You are viewing an old version of this page. View the current version.

Compare with Current View Page History

« Previous Version 116 Next »

Status

Current state[Under Discussion]

Discussion thread: TBD

JIRA:  

Key Summary T Created Updated Due Assignee Reporter P Status Resolution
Loading...
Refresh


Please keep the discussion on the mailing list rather than commenting on the wiki (wiki discussions get unwieldy fast).

Motivation

Recently Kafka community is promoting cooperative rebalancing to mitigate the pain points in the stop-the-world rebalancing protocol and an initiation for Kafka Connect already started as KIP-415.

This KIP is trying to customize the incremental rebalancing approach for Kafka consumer client, which will be beneficial for heavy-stateful consumers such as Kafka Streams applications.

In short, the goals of this KIP are:

  • Reduce unnecessary downtime due to unnecessary partition migration: i.e. partitions being revoked and re-assigned.
  • Better rebalance behavior for falling out members.


Background

Consumer Rebalance Protocol: Stop-The-World Effect

As mentioned in motivation, we also want to mitigate the stop-the-world effect of current global rebalance protocol. A quick recap of current rebalance semantics on KStream: when rebalance starts, all stream threads would

  1. Join group with all currently assigned tasks revoked.

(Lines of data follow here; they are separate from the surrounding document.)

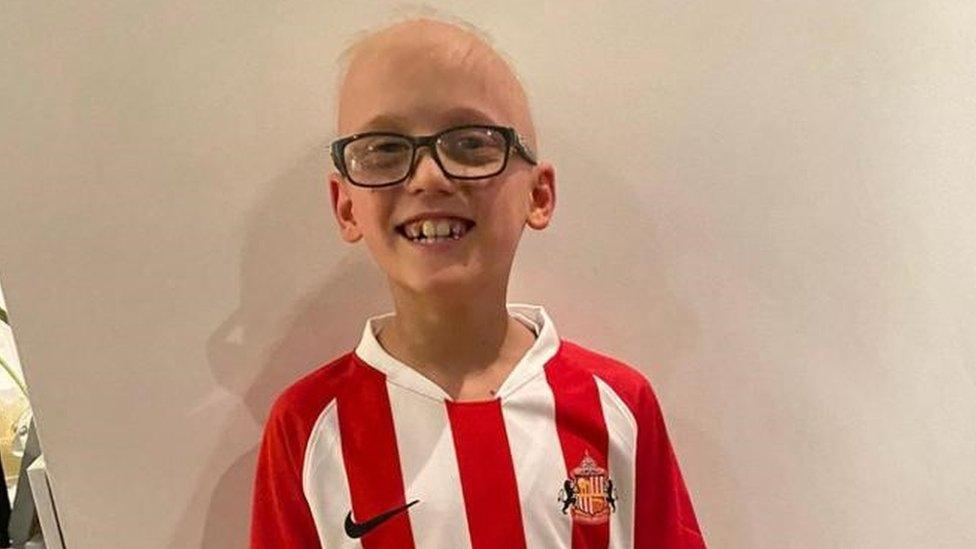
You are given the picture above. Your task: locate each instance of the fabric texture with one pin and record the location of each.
(572, 453)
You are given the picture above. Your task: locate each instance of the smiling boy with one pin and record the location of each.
(460, 420)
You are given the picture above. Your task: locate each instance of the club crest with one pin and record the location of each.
(589, 492)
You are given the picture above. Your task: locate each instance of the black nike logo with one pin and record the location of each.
(360, 529)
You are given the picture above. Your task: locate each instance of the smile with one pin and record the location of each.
(431, 232)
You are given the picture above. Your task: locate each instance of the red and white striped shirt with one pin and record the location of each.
(573, 452)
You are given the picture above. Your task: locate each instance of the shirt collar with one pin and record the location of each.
(532, 362)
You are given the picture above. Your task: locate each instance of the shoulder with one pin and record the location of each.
(298, 406)
(627, 382)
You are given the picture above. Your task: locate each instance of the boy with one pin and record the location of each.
(459, 420)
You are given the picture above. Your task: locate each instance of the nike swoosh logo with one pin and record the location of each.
(360, 529)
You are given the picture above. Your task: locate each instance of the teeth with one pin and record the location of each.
(435, 229)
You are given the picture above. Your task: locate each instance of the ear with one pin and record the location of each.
(542, 195)
(342, 208)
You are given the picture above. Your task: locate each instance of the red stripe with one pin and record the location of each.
(491, 498)
(582, 430)
(369, 449)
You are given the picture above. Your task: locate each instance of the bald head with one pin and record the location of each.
(422, 74)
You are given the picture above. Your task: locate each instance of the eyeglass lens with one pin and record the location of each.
(464, 152)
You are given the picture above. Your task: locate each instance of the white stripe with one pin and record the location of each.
(622, 433)
(430, 470)
(530, 423)
(324, 481)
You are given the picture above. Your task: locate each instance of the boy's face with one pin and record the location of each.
(419, 84)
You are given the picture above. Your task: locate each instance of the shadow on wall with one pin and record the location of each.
(244, 359)
(328, 322)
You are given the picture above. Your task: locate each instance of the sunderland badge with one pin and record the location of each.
(589, 492)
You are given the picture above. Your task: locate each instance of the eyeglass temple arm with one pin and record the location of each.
(524, 149)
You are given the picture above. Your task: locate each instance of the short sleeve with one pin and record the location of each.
(280, 514)
(664, 514)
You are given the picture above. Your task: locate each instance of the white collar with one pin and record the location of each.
(545, 347)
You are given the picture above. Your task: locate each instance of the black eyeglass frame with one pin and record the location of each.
(512, 139)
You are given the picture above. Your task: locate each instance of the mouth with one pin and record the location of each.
(430, 232)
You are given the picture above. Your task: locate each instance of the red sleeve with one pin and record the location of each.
(664, 517)
(280, 514)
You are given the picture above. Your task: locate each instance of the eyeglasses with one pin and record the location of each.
(384, 159)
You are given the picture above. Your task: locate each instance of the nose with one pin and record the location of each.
(427, 175)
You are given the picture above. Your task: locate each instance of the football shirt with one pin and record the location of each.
(571, 453)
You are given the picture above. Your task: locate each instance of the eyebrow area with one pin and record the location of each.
(455, 116)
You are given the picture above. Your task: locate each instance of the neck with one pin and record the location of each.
(453, 337)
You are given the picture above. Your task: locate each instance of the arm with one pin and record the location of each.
(280, 513)
(664, 517)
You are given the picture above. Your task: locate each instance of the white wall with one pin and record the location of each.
(767, 206)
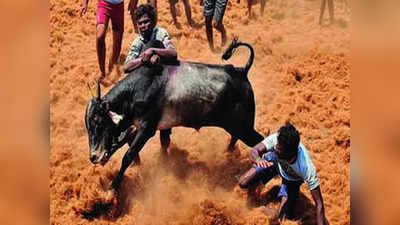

  2. Wait until group assignment finish to get assigned tasks and resume working.

  3. Replay the assigned tasks state.

  4. Once all replay jobs finish, stream thread transits to running mode.

The reason for revoking all ongoing tasks is because we need to guarantee each topic partition is assigned with exactly one consumer at any time. In this way, any topic partition could not be re-assigned before it is revoked.

Example: Streams Assignor Rebalance Metadata

Today Streams embed a full fledged Consumer client, which hard-code a ConsumerCoordinator inside. Streams then injects a StreamsPartitionAssignor to its pluggable PartitionAssignor interface and inside the StreamsPartitionAssignor we also have a TaskAssignor interface whose default implementation is StickyPartitionAssignor. Streams partition assignor logic today sites in the latter two classes. Hence the hierarchy today is:

KafkaConsumer -> ConsumerCoordinator -> StreamsPartitionAssignor -> StickyTaskAssignor.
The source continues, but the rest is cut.